Thursday, July 23, 2009

Erin Andrews secretly videotaped nude in hotel

ESPN reporter Erin Andrews was secretly videotaped in the nude while she was alone in a hotel room and the video was posted on the Internet, her lawyer and the network said.

The blurry five-minute video shows a nude blonde woman standing in front of a hotel room mirror. It’s unknown when or where it was shot.

Andrews’ lawyer, Marshall Grossman, says the 31-year-old reporter plans to seek criminal charges and file civil lawsuits against the unknown cameraman and anyone who publishes the material.

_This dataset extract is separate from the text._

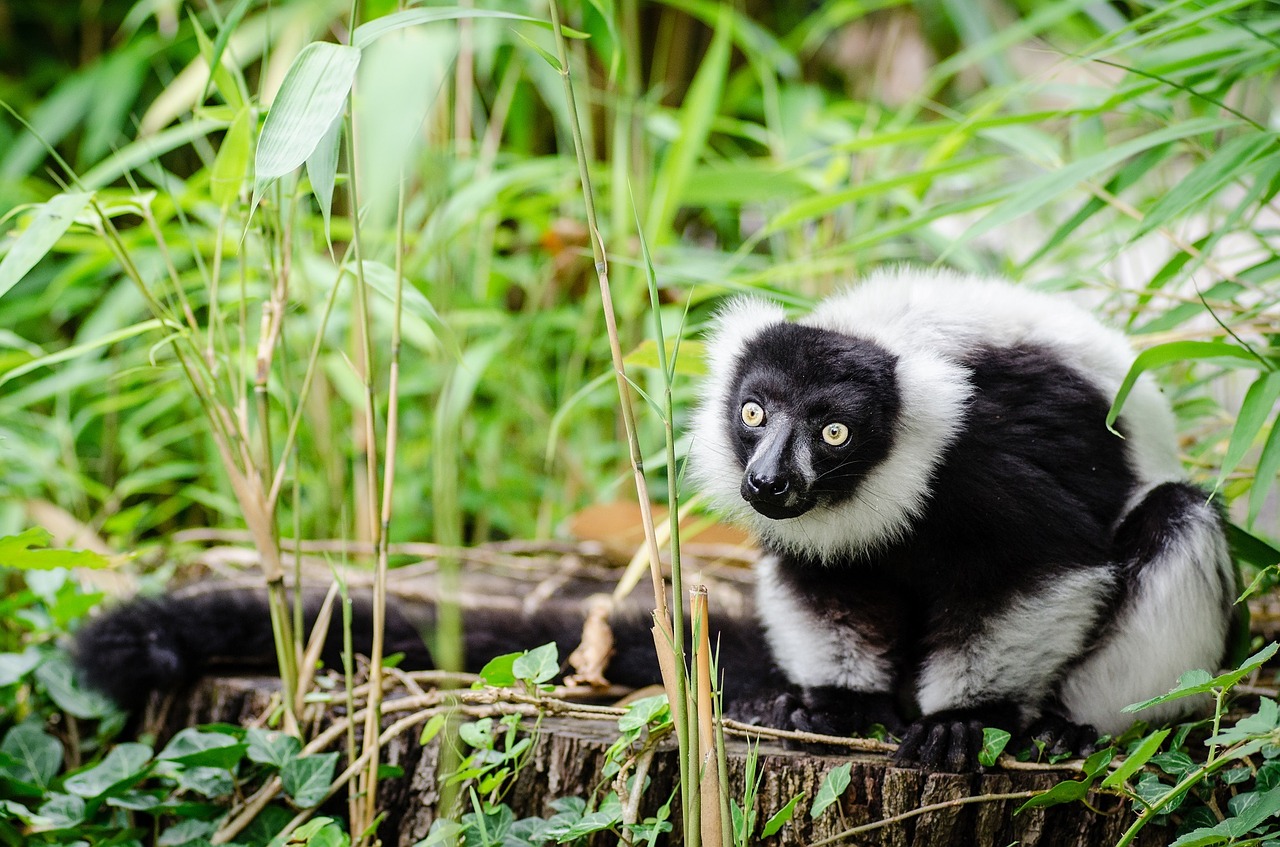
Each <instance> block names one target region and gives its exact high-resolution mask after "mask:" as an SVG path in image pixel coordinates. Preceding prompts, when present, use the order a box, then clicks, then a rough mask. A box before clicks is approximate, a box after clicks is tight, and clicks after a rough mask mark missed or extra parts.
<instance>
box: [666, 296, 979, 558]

"While alone in the privacy of her hotel room, Erin Andrews was surreptitiously videotaped without her knowledge or consent," Grossman said in the statement. "She was the victim of a crime and is taking action to protect herself and help ensure that others are not similarly violated in the future."

A woman answering the phone Tuesday at Grossman’s office said he would have no further comment.

Andrews has covered hockey, college football, college basketball and Major League Baseball for the network since 2004, often as a sideline reporter during games.

A former dance team member at the University of Florida, Andrews was something of an Internet sensation even before the video’s circulation. She has been referred to as "Erin Pageviews" because of the traffic that video clips and photos of her generate, and Playboy magazine named her "sexiest sportscaster" in both 2008 and 2009.

She last appeared on the network as part of its ESPY Awards broadcast on Sunday, and is scheduled to be off until September, when she will be covering college football, ESPN spokesman Josh Krulewitz said.

"Erin has been grievously wronged here," Krulewitz said. "Our people and resources are in full support of her as she deals with this abhorrent act."

It was not clear when the video first appeared on the Internet. Most of the links to it had been removed by Tuesday.

Ephraim Cohen, a spokesman for the video portal Dailymotion, could not confirm the video had actually appeared on his company’s site, but said it may have been there months ago. He said a search for the name of the user who purportedly uploaded the video showed the person had opened an account in February, but had since closed it.

"As far as we can tell, the user took the account and the video down a while ago," he said.

Illegal videos often are posted to multiple sites such as YouTube and Dailymotion, which remove them as soon as they are found. The videos also often circulate on peer-to-peer or file-sharing sites, much like illegal music downloads.